From the birds’ perspective, Bugnyar and his team of observers are not worth paying any mind to. But audiences made up of other ravens are a different matter. Ravens who are victims of aggression are known to give defensive calls, and Bugnyar and his team have found that bystanders sometimes come to the aid of these victims. But it seemed to him that there was more going on than a simple cry for help. “Sometimes when there is a beat-up, [the victim] seems to cry like mad . . . even if it is a mild beat-up . . . they seemed to me to overdo it,” he says. “At other times, there is a pretty intense beat-up and they seem to stay quiet.” He began thinking that the composition of the audience of ravens who were watching and listening might be what made the difference. In 2010, Bugnyar and his graduate students Georgine Szipl and Eva Ringler decided to dig deeper.
Ravens on the wrong side of a power struggle modulated their defensive calls depending on the nature of the audience: Their call rates were higher when potential allies were audience members.
The team videotaped forced retreat interactions in which the victim uttered a defensive call and noted the duration and number of those calls. They also collected information on the identities of other ravens within 25 meters of the interaction. Using their long-term database, they then classified each bystander as kin (or not) to the victim or aggressor.

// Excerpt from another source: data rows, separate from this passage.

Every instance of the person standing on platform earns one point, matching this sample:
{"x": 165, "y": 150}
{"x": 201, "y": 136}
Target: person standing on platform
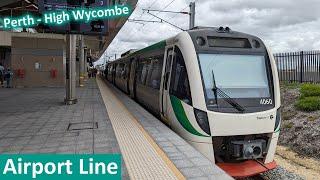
{"x": 1, "y": 74}
{"x": 8, "y": 77}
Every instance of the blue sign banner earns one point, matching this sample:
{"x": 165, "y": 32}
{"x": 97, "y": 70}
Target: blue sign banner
{"x": 55, "y": 166}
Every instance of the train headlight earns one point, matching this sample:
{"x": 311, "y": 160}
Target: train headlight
{"x": 278, "y": 120}
{"x": 202, "y": 120}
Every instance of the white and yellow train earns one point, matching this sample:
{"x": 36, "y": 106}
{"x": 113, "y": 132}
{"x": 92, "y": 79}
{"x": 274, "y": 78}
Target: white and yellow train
{"x": 216, "y": 88}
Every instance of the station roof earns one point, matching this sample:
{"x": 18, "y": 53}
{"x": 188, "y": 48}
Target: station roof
{"x": 97, "y": 44}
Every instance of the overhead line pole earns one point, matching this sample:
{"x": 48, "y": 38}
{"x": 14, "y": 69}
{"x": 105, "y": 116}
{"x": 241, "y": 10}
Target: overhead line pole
{"x": 192, "y": 14}
{"x": 166, "y": 21}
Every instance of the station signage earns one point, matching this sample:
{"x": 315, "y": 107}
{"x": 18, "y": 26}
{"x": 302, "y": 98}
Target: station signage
{"x": 64, "y": 16}
{"x": 55, "y": 166}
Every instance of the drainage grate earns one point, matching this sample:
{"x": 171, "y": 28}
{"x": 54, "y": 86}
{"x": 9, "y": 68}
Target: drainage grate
{"x": 82, "y": 126}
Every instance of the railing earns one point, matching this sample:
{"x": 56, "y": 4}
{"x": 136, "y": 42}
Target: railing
{"x": 300, "y": 67}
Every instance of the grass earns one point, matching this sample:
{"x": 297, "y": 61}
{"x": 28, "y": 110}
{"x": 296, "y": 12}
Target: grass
{"x": 291, "y": 85}
{"x": 309, "y": 98}
{"x": 287, "y": 115}
{"x": 288, "y": 125}
{"x": 308, "y": 90}
{"x": 312, "y": 118}
{"x": 308, "y": 103}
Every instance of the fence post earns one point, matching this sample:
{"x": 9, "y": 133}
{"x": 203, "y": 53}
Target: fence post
{"x": 301, "y": 66}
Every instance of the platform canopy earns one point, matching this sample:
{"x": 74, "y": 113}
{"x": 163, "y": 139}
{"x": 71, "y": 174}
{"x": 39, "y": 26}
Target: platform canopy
{"x": 96, "y": 44}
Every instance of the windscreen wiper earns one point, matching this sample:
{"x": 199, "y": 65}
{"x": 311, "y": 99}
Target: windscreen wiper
{"x": 217, "y": 91}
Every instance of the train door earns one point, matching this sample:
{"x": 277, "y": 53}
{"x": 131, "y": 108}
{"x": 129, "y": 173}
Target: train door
{"x": 165, "y": 98}
{"x": 132, "y": 77}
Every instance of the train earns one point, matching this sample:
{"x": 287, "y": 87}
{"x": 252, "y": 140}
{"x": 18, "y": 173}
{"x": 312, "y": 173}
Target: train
{"x": 216, "y": 88}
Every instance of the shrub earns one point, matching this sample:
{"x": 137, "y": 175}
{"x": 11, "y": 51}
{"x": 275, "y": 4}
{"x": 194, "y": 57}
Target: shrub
{"x": 308, "y": 90}
{"x": 308, "y": 103}
{"x": 288, "y": 125}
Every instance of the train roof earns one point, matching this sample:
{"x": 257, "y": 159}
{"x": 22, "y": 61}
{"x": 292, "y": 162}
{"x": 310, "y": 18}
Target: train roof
{"x": 194, "y": 33}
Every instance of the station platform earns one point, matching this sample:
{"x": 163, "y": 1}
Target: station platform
{"x": 103, "y": 121}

They also scoured their records to see whether a bystander had a strong social bond with the victim or the aggressor, as measured by whether the two were mating partners or had exchanged affiliative behaviors such as grooming.
Bugnyar and his colleagues found that ravens on the wrong side of a power struggle modulated their defensive calls depending on the nature of the audience. Victims’ call rates were higher when potential allies—either kin or those with whom the victim had a strong bond—were audience members. When the audience was made up of individuals who had a history of prosocial behaviors with the aggressor, victims, who might suffer by drawing even more attention to their predicament, reduced their call rates.

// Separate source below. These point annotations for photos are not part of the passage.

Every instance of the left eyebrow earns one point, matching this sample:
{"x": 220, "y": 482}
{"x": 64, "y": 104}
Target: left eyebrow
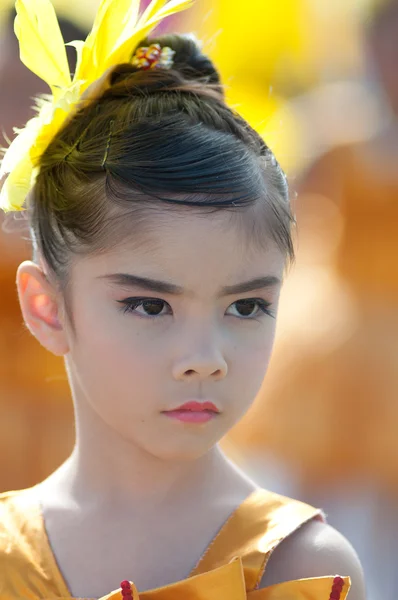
{"x": 164, "y": 287}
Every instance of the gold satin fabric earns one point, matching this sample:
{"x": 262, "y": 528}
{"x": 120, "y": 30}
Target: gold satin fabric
{"x": 230, "y": 569}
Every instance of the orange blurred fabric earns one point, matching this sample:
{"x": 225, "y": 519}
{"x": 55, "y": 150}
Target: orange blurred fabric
{"x": 328, "y": 405}
{"x": 230, "y": 569}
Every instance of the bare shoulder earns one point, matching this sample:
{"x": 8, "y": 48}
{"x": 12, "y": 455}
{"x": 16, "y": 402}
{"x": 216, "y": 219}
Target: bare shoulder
{"x": 315, "y": 550}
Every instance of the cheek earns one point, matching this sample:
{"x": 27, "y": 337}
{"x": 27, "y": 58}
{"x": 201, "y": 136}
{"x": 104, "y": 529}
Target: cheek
{"x": 250, "y": 361}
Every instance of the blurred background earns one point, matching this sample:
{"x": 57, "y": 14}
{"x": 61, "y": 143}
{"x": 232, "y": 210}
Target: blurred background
{"x": 319, "y": 81}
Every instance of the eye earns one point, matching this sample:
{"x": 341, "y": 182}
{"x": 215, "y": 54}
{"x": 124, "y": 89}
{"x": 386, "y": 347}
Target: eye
{"x": 249, "y": 308}
{"x": 145, "y": 307}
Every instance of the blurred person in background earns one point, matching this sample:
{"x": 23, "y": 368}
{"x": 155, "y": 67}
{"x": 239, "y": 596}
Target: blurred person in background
{"x": 331, "y": 393}
{"x": 36, "y": 417}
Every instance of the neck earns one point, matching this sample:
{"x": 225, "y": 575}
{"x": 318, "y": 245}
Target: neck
{"x": 105, "y": 470}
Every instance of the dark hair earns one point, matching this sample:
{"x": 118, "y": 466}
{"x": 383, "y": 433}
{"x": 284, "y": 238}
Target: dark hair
{"x": 154, "y": 137}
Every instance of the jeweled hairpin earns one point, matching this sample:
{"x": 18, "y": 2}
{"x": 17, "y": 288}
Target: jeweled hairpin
{"x": 153, "y": 57}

Ethologists have come to learn that paying attention to who is in the audience is just one of the many tools that animals use to help them acquire power. Gathering intel in all its forms is favored by natural selection.

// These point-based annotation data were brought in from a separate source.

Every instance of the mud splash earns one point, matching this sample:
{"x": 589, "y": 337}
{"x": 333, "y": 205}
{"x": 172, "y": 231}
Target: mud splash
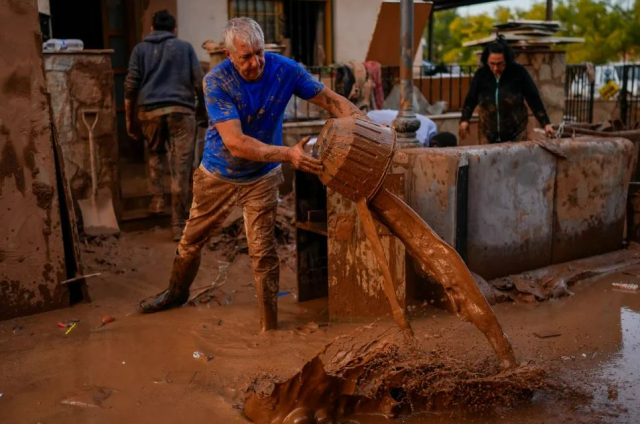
{"x": 381, "y": 369}
{"x": 356, "y": 156}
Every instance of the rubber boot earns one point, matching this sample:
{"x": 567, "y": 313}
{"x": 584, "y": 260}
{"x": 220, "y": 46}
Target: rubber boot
{"x": 268, "y": 308}
{"x": 182, "y": 275}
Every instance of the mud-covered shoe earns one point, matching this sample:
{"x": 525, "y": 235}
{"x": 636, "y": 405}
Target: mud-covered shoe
{"x": 182, "y": 275}
{"x": 165, "y": 300}
{"x": 157, "y": 205}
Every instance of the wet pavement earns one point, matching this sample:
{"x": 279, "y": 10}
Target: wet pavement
{"x": 140, "y": 368}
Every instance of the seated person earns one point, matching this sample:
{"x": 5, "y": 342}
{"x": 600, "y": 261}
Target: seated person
{"x": 386, "y": 116}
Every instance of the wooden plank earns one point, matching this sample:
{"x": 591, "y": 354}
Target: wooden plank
{"x": 32, "y": 255}
{"x": 385, "y": 42}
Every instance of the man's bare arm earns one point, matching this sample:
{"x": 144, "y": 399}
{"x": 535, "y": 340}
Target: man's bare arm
{"x": 246, "y": 147}
{"x": 337, "y": 105}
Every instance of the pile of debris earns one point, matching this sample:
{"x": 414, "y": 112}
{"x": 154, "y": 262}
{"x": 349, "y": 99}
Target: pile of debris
{"x": 525, "y": 33}
{"x": 379, "y": 369}
{"x": 231, "y": 239}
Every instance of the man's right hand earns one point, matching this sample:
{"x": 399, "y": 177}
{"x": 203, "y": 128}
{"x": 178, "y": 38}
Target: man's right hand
{"x": 463, "y": 131}
{"x": 301, "y": 160}
{"x": 130, "y": 131}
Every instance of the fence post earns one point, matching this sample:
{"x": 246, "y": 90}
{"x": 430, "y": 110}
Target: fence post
{"x": 624, "y": 107}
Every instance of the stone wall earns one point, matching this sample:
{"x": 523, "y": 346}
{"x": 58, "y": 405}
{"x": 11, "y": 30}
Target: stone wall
{"x": 78, "y": 82}
{"x": 32, "y": 255}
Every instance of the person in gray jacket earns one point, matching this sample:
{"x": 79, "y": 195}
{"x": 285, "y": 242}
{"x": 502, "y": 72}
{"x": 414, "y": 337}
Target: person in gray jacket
{"x": 165, "y": 83}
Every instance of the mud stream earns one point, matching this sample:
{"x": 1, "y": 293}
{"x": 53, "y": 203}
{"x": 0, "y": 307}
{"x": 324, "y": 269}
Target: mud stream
{"x": 141, "y": 368}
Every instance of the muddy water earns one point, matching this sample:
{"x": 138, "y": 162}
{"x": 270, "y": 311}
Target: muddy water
{"x": 147, "y": 361}
{"x": 442, "y": 262}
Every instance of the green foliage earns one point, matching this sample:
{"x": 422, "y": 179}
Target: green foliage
{"x": 611, "y": 29}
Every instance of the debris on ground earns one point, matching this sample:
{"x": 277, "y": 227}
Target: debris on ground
{"x": 106, "y": 319}
{"x": 382, "y": 370}
{"x": 625, "y": 286}
{"x": 92, "y": 397}
{"x": 71, "y": 328}
{"x": 546, "y": 334}
{"x": 200, "y": 356}
{"x": 554, "y": 281}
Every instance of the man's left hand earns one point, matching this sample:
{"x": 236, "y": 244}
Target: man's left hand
{"x": 548, "y": 130}
{"x": 301, "y": 160}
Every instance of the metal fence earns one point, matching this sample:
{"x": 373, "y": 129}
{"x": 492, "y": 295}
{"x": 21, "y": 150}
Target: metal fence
{"x": 586, "y": 85}
{"x": 630, "y": 95}
{"x": 579, "y": 94}
{"x": 444, "y": 83}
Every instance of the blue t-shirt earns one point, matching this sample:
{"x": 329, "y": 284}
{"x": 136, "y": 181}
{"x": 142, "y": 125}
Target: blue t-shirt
{"x": 259, "y": 106}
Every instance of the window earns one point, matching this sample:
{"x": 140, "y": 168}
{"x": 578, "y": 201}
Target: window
{"x": 303, "y": 26}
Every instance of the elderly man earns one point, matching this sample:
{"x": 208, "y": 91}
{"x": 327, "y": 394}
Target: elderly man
{"x": 246, "y": 96}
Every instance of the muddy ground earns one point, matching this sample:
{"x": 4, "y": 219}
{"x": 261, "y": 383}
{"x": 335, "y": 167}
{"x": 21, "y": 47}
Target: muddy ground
{"x": 141, "y": 368}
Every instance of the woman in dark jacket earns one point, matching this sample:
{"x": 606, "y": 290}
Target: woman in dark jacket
{"x": 500, "y": 88}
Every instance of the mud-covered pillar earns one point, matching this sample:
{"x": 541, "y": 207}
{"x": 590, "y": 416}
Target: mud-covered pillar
{"x": 406, "y": 124}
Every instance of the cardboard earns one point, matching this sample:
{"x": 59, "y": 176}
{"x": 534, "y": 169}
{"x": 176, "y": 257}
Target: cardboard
{"x": 385, "y": 43}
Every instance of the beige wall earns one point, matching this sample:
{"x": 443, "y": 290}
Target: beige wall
{"x": 43, "y": 7}
{"x": 353, "y": 24}
{"x": 199, "y": 20}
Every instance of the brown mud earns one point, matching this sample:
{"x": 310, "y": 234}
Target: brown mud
{"x": 382, "y": 369}
{"x": 356, "y": 156}
{"x": 146, "y": 362}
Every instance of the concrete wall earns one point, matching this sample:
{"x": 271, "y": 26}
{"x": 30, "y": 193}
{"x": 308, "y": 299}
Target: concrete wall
{"x": 526, "y": 206}
{"x": 77, "y": 82}
{"x": 200, "y": 20}
{"x": 32, "y": 256}
{"x": 548, "y": 69}
{"x": 353, "y": 24}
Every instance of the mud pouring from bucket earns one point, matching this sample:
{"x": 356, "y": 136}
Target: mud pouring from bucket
{"x": 356, "y": 156}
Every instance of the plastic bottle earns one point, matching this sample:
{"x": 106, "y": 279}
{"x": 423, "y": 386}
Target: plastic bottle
{"x": 55, "y": 45}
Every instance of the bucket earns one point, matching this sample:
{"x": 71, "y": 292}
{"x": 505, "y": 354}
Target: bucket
{"x": 356, "y": 155}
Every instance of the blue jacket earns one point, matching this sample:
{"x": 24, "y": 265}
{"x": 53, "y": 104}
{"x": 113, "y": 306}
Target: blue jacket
{"x": 163, "y": 71}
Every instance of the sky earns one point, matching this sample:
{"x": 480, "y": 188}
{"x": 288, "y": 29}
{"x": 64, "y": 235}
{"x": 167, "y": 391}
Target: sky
{"x": 489, "y": 7}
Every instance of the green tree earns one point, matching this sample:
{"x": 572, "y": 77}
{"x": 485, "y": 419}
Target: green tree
{"x": 611, "y": 29}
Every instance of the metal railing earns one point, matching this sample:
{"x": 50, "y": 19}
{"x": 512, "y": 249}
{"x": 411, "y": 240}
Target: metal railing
{"x": 629, "y": 95}
{"x": 618, "y": 83}
{"x": 579, "y": 94}
{"x": 446, "y": 83}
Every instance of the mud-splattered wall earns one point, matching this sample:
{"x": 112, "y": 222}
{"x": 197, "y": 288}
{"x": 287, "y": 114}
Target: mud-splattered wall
{"x": 548, "y": 69}
{"x": 78, "y": 82}
{"x": 527, "y": 207}
{"x": 32, "y": 261}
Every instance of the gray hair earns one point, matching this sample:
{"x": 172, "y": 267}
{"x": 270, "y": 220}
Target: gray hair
{"x": 244, "y": 29}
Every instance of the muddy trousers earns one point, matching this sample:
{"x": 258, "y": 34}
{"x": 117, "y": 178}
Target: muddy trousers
{"x": 172, "y": 134}
{"x": 213, "y": 201}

Klaus Zuberbühler of the University of St. Andrews studies the behavior and neuroscience of nonhuman primate communication. When in the early 2000s he began studying chimpanzees (Pan troglodytes) at the Budongo Conservation Field Station in Uganda, one thing became obvious very quickly: Chimpanzee power struggles are loud. Both aggressors and victims scream, and Zuberbühler observed that “depending on who is listening, they tend to exaggerate, more or less, about the nature of the attack.” Just like the ravens. He began to think that the nature of the audience was the key to these vocalizations. “If you are being attacked . . . [often] the only way to get out of it is to get someone else to join and that may turn the tide. If the [victim’s] scream recruits help, then it really matters who is nearby. Especially if it is the alpha male, who does not tolerate violence among others.”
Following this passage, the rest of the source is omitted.